UK compliance matters because the cost of getting it wrong is direct and personal to the business. Right-to-work failures, incorrect holiday pay, and underpayment against the National Living Wage carry severe penalties and risk. HR software that builds these rules in turns compliance from a manual worry into a routine part of running the rota.
What Questions Should A Hotel Ask A Vendor?
Before choosing, a hotel should ask: is this built for hospitality or adapted from generic HR; does it show labour cost as I build the rota; does it handle UK right-to-work, working-time, holiday pay, and bank holiday calculations; does it support multiple pay rates and shift patterns; will staff data, scheduling, and payroll prep live in one place; and how long does it take to get live. The answers separate a true fit from a near-miss.
You can see how these pieces fit together on the Alkimii People here.
Frequently Asked Questions
How Should A UK Hotel Choose HR Software In 2026?
Prioritise hospitality-specific rostering, time and attendance, and labour cost control, then confirm it handles UK compliance including right-to-work checks, working-time rules, holiday pay, and the National Living Wage. A single connected system is usually the better choice over separate tools.
What UK Compliance Features Does Hotel HR Software Need?
It needs right-to-work checks, working-time and rest-break rules, accurate holiday pay calculation, and support for keeping every employee on a compliant pay rate, including the National Living Wage of 12.71 GBP per hour for employees aged 21 and over.
What Is The UK National Living Wage in 2026?
The National Living Wage is 12.71 GBP per hour for eligible workers. Hotel HR software should make it straightforward to keep all staff on a compliant rate.
Is One Connected HR System Better Than Separate Tools For A Hotel?
For most hotels, yes.
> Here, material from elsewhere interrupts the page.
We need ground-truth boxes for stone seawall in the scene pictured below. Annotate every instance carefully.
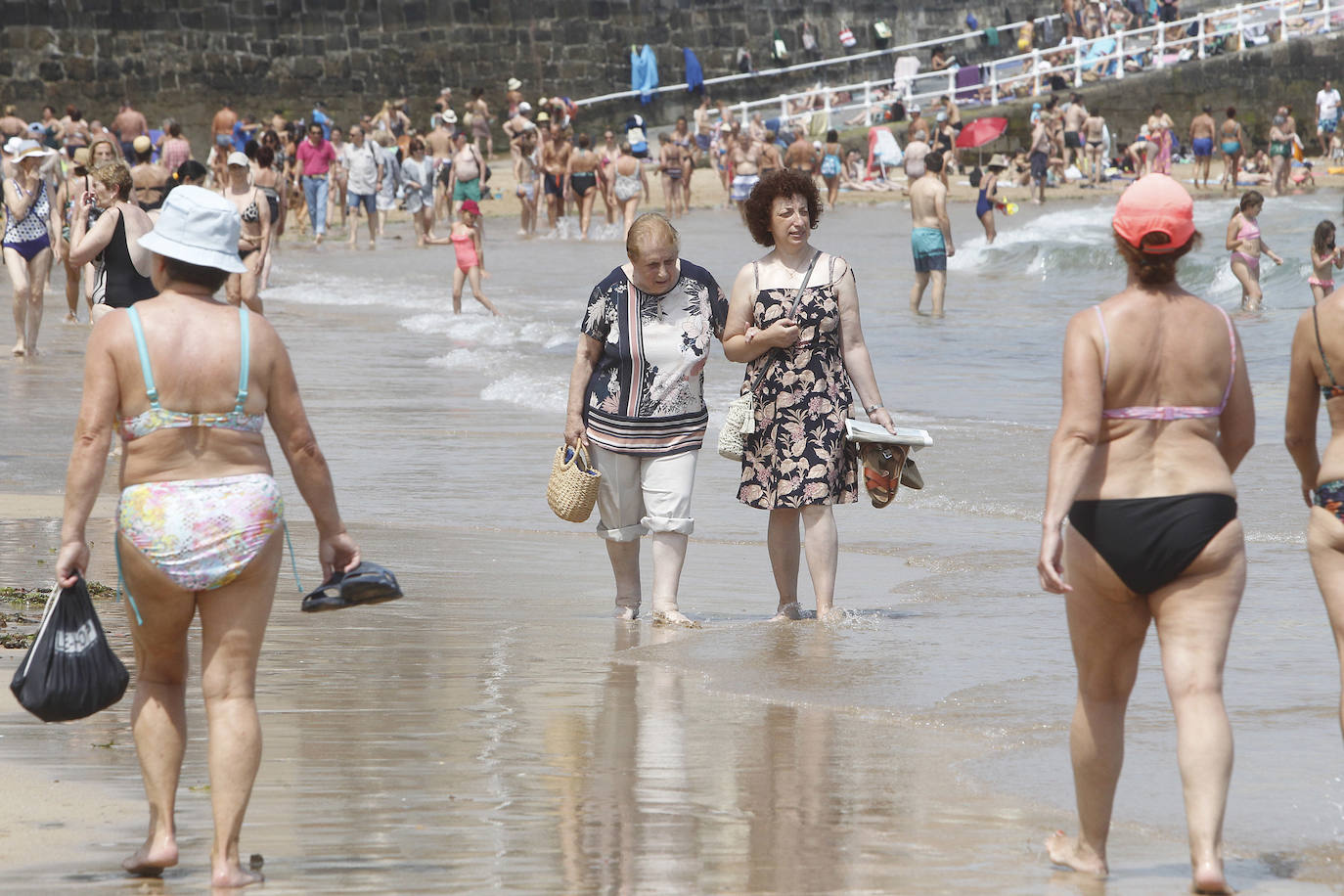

A single system covering HR, rostering, time and attendance, and payroll preparation means data is entered once and stays accurate, where separate tools create manual re-entry and errors.
What Should A Hotel Ask A HR Software Vendor Before Buying?
Ask whether it is built for hospitality, whether it shows labour cost as you build the rota, whether it handles UK compliance, whether it supports multiple pay rates, whether everything lives in one system, and how long it takes to get live.
The right hotel HR software for a UK property in 2026 fits hospitality first and builds UK compliance in, so rostering, labour cost, and right-to-work are handled in one place rather than across disconnected tools.